One year follow-up after cryoballoon isolation of the pulmonary veins in patients with paroxysmal atrial fibrillation

Yves Van Belle 1,*, Petter Janse 1, Dominic Theuns 1, Tamas Szili-Torok 1, Luc Jordaens 1
PMCID: PMC2573029  PMID: 18955409

Abstract

Aims

Pulmonary vein isolation (PVI) with cryoenergy delivered through a balloon is a new approach in the treatment of atrial fibrillation (AF), but long-term follow-up is lacking. The aim of this study was to provide insight in the success rate and the incidence of recurrences.

Methods and results

Patients with symptomatic AF despite anti-arrhythmic drugs (AADs) were treated with cryoballoon PVI. Daily transtelephonic ECG monitoring, 24 h Holter-ECG, and an arrhythmia-focused questionnaire were used to document AF. One hundred and forty-one patients completed a follow-up of 457 ± 252 days. Before ablation, Holter-ECG showed AF in 45%, including 16% continuous AF throughout the recording. Event recording revealed a median AF burden of 26%. The questionnaire showed a median of weekly AF complaints lasting for hours. All but one patient had successful PVI with a single procedure. After ablation, AF (defined as lasting for more than 30 s) was seen in 11% of Holter-ECGs, with 1% continuous AF. The event recording showed an AF burden of 9%. The median patient reported no more AF-related symptoms. Recurrence during the first 3 months was predictive for later recurrence. A second procedure was performed in 24 patients. The freedom of AF was 59% without AADs after 1,2 procedures. Four right phrenic nerve paralyses occurred, all resolving within 6 months. No PV stenoses were observed.

Conclusion

Pulmonary vein isolation with a cryothermal balloon is an effective treatment for paroxysmal AF, resulting in a clinical success rate comparable to studies involving radiofrequency ablation. Temporary right phrenic nerve paralysis is the most important complication.

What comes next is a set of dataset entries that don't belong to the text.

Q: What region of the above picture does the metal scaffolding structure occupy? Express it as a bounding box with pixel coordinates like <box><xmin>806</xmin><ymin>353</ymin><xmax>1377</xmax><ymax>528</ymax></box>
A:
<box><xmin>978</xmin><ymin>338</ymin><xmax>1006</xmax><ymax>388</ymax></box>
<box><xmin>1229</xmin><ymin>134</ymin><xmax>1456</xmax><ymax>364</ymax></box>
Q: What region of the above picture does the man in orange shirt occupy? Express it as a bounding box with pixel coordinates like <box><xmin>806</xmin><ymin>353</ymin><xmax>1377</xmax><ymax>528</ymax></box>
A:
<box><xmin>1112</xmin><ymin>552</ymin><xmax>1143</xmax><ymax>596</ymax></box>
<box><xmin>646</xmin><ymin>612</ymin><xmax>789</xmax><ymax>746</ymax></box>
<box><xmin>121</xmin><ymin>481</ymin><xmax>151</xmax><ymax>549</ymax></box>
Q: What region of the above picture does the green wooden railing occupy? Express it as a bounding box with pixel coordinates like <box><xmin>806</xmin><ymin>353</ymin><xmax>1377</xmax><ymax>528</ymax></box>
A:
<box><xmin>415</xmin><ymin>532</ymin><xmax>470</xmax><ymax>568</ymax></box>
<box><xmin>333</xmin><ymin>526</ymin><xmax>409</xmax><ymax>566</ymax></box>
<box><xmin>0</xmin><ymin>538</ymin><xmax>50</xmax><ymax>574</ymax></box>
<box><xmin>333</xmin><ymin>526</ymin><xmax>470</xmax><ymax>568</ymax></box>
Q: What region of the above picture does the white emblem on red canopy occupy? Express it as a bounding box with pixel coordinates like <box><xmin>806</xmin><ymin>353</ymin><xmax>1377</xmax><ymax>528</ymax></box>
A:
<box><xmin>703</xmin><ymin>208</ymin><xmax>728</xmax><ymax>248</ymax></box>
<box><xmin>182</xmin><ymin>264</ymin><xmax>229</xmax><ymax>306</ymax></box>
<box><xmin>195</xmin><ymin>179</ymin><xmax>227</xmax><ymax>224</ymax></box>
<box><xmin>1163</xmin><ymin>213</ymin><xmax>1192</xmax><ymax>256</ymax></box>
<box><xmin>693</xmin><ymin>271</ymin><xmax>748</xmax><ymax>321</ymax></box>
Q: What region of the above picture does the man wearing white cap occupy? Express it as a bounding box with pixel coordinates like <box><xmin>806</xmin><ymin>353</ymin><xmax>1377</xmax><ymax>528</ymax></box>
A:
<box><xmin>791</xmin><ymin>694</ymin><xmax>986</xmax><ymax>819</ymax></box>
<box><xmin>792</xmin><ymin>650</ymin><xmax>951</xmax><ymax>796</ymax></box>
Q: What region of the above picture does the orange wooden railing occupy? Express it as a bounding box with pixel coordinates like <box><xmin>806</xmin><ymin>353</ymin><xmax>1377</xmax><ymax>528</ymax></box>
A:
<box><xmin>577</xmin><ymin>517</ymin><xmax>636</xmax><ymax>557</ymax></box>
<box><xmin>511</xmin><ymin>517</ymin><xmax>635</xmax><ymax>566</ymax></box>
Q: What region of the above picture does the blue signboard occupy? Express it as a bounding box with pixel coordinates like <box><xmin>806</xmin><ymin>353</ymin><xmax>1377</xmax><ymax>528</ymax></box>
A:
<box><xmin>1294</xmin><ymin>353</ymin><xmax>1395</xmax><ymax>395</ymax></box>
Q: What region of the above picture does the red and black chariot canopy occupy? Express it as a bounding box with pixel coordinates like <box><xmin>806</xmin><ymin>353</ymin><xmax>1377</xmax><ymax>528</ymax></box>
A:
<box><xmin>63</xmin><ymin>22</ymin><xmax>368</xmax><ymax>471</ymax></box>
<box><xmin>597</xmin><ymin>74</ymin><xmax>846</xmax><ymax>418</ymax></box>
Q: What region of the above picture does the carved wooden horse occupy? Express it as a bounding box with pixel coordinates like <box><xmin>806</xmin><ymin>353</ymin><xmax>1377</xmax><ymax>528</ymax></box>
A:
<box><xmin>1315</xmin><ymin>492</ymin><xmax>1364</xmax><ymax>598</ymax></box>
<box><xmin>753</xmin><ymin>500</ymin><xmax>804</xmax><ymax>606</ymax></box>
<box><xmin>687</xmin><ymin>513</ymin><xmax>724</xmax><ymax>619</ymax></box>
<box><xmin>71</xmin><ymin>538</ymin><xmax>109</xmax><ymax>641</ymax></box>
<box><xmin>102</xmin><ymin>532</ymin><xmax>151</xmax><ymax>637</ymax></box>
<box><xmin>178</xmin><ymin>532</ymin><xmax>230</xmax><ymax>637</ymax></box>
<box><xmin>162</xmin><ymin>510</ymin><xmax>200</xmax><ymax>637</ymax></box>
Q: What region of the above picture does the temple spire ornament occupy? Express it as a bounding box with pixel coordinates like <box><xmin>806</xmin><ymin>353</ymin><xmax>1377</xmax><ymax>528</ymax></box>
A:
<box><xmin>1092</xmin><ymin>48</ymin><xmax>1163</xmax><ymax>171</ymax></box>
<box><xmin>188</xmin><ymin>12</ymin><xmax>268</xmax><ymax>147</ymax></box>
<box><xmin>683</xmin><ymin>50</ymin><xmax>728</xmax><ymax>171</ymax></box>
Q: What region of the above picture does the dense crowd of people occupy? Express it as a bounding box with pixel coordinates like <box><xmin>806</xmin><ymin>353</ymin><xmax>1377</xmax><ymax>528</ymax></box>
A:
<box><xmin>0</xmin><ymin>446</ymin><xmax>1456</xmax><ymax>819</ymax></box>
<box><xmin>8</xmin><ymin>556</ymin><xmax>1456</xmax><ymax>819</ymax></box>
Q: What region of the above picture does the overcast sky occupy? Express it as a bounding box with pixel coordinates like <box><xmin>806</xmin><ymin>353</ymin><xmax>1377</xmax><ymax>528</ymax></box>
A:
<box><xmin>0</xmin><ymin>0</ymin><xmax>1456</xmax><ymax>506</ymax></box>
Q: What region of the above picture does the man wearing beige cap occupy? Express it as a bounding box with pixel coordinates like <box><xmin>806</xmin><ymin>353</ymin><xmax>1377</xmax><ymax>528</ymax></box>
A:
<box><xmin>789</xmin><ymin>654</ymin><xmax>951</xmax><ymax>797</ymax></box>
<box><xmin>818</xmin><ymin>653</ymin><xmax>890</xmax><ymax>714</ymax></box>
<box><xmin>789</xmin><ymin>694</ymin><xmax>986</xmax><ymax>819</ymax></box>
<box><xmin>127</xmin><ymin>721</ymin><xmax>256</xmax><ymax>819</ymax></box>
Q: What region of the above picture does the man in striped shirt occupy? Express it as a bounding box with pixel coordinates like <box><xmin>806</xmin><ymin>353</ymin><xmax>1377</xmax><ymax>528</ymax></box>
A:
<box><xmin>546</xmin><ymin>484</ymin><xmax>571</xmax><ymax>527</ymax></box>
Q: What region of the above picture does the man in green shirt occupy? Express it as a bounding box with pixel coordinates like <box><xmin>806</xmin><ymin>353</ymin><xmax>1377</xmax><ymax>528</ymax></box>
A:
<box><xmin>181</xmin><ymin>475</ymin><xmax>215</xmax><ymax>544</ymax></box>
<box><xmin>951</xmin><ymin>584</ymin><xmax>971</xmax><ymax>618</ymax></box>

Keywords: Ablation, Atrial fibrillation, Cryoablation, Cryoballoon, Follow-up

Introduction

Pulmonary vein isolation (PVI) has become an important treatment for patients with atrial fibrillation (AF). Reports that show more than 80% freedom of paroxysmal AF during long-term follow-up have been published.1 A large number of different approaches and techniques are currently routinely employed to achieve that goal, but the procedure remains technically challenging. The development of balloon cryoablation has recently proven to be safe and effective for PVI in animals25 and humans.6 While greatly simplifying the technical ablation aspects and showing 60% freedom of AF after a 3-month follow-up period, long-term results remained to be studied. The scope of our study is to report recurrences of AF during the first year and complications after a cryoballoon PVI, using a wide array of follow-up modalities.

Methods

Inclusion

Between August 2005 and August 2007, a cryothermal balloon approach was used for all consecutive patients who were selected for circumferential PVI because of paroxysmal AF. All patients signed an informed consent. Inclusion criteria for ablation were symptomatic paroxysmal AF without major structural heart disease (normal left ventricular ejection fraction, no or only minor mitral insufficiency, normal to slightly enlarged left atrial diameter, assessed in the long parasternal axis). None of the patients had previously been ablated in the left atrium, and all of them had episodes of AF despite concomitant anti-arrhythmic drug (AAD) treatment.

Screening before and assessment after ablation

Event recording

During 1 month before ablation, patients were instructed to use an event recorder for transmitting a daily transtelephonic 30 s ECG strip at a fixed hour. When symptoms were experienced, additional strips could be sent. This was continued until 3 months after ablation. The obtained ECG strips were coded as sinus rhythm, atrial flutter, atrial tachycardia, or AF. The AF burden was defined as the percentage of days on which an AF episode was transmitted. The compliance of patients with this follow-up method was monitored, and when no data were sent in, they were reminded to do so.

24 h Holter

All patients were scheduled for 24 h Holter recording at baseline and at 3 months follow-up. Thereafter, additional recordings were made at the physician's discretion as guided by patient complaints. Each Holter was analysed for the presence of AF, runs of atrial tachycardia, and atrial premature beats. Sustained AF was defined as lasting for more than 30 s. If AF was present during the entire recording, it was coded as continuous. The time in AF was measured.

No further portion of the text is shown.